A node.js library to assist with building best practice, configuration driven, Actions for the Google Assistant.
(This README is a work in progress, although it documents much of the platform, there are gaps. The intent is to have it completed by version 1.0.0.)
Multivocal is a library that tries to bring a new approach to helping you write webhooks for the Google Assistant (and, hopefully someday, other voice agents and bots).
We found that the traditional method of building a webhook suffered from several problems:
- There was lots of boilerplate code required to get very simple things to work.
- Best practices for handling no input, repeated bad input, welcoming users, prompting users, varying responses, and other conversational components add even more code.
- All this additional code is beyond the actual logic we want to implement.
- The text for responses were often mixed in with the business logic, making it difficult to add new language support or change the possible responses.
As we developed more and more Actions, we began to want a library that met a few goals:
- Reduce boilerplate as much as possible.
- Use sane defaults and make it easy to override those defaults.
- Our code should be focused on the results - not how to transmit those results.
- Responses to the user should be configuration driven, allowing us to easily add and modify responses that incorporate the results from our business logic.

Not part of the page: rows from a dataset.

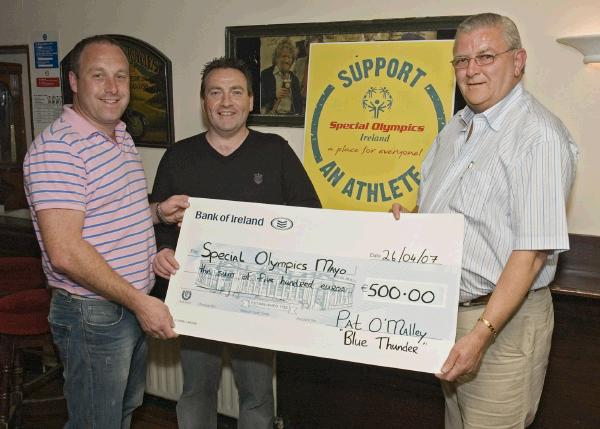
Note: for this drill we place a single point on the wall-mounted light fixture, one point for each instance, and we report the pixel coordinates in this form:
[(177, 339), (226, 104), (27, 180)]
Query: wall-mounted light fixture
[(589, 46)]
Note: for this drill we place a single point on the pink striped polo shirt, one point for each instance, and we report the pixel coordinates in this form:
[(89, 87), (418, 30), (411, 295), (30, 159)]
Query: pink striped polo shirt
[(72, 165)]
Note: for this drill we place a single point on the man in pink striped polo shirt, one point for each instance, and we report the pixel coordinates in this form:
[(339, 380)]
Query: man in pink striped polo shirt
[(87, 192)]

That evolved into Multivocal.
We think it makes sense for any application you're writing with Dialogflow for the Google Assistant (Actions-on-Google). We hope to expand this so it make sense to use for the Action SDK (without Dialogflow), for other platforms that use Dialogflow, and for the Amazon Alexa.

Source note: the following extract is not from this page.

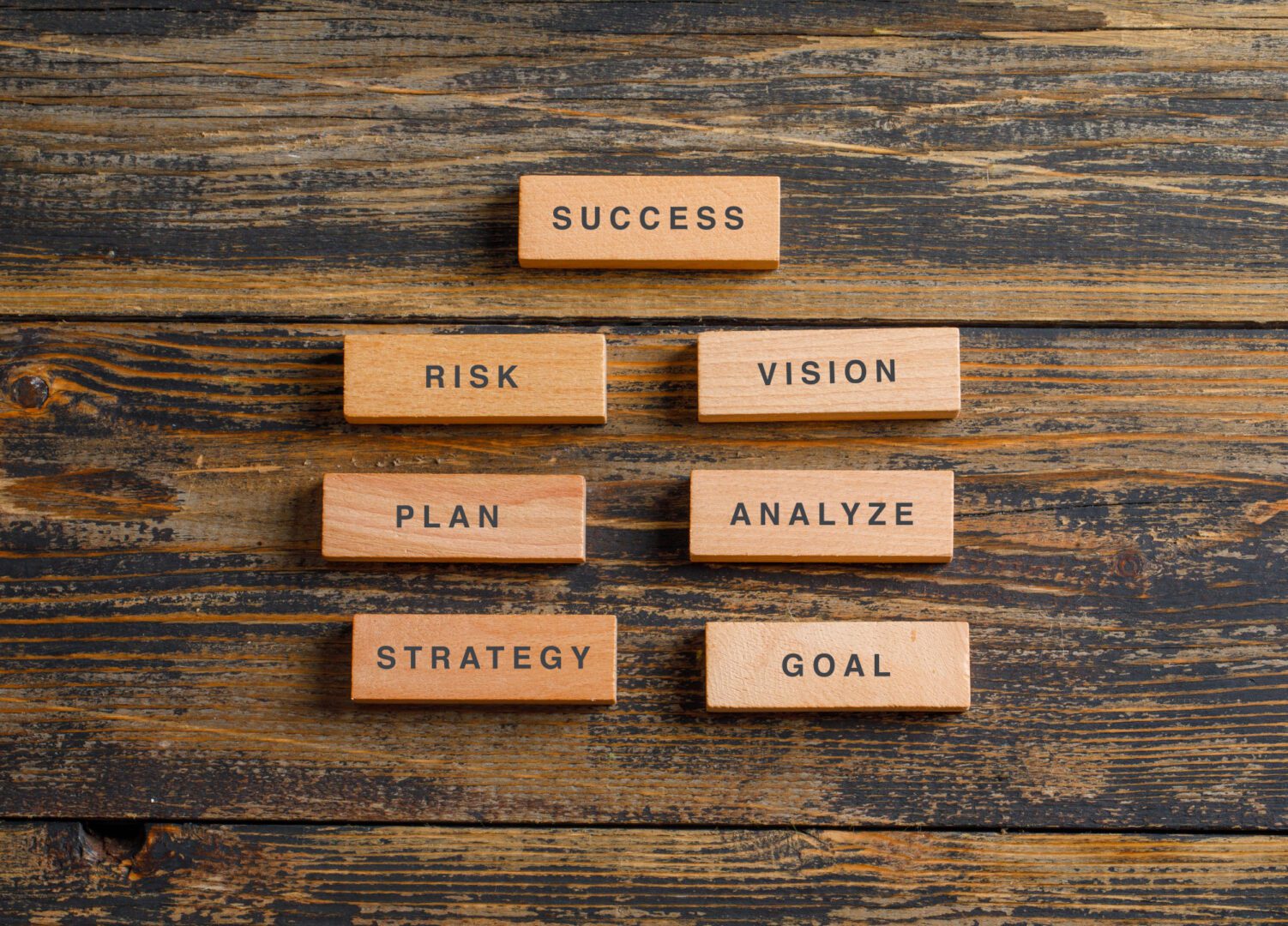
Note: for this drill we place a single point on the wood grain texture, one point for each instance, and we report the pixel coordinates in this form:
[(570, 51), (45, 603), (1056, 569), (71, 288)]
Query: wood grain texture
[(838, 664), (502, 379), (485, 658), (1108, 161), (828, 375), (821, 515), (454, 517), (174, 646), (710, 222), (485, 876)]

Right now, it targets webhooks that run on the Firebase Cloud Functions platform, but it should work on any platform that uses Express-like handling.
Multivocal was started by Allen "Prisoner" Firstenberg, a Google Developer Expert and developer of several Actions for the Assistant.
But multivocal is open source - we would love to see your contributions!
Source for multivocal is available at https://github.com/afirstenberg/multivocal. You can also find documentation there and at https://multivocal.info/
There are sample projects (ranging from fairly sparse projects we use to test things out to more full-featured examples) and additional documentation linked from https://multivocal.info/
You can report bugs and issues at the github project page.
You can install it using npm install --save multivocal
.
As for using Multivocal... well... that takes up much of the rest of this document, as well as other documentation available from github or at https://multivocal.info/
Using multivocal to implement a basic fulfillment webhook for a Dialogflow based action built on Firebase Cloud Functions is straightforward with just a little boilerplate.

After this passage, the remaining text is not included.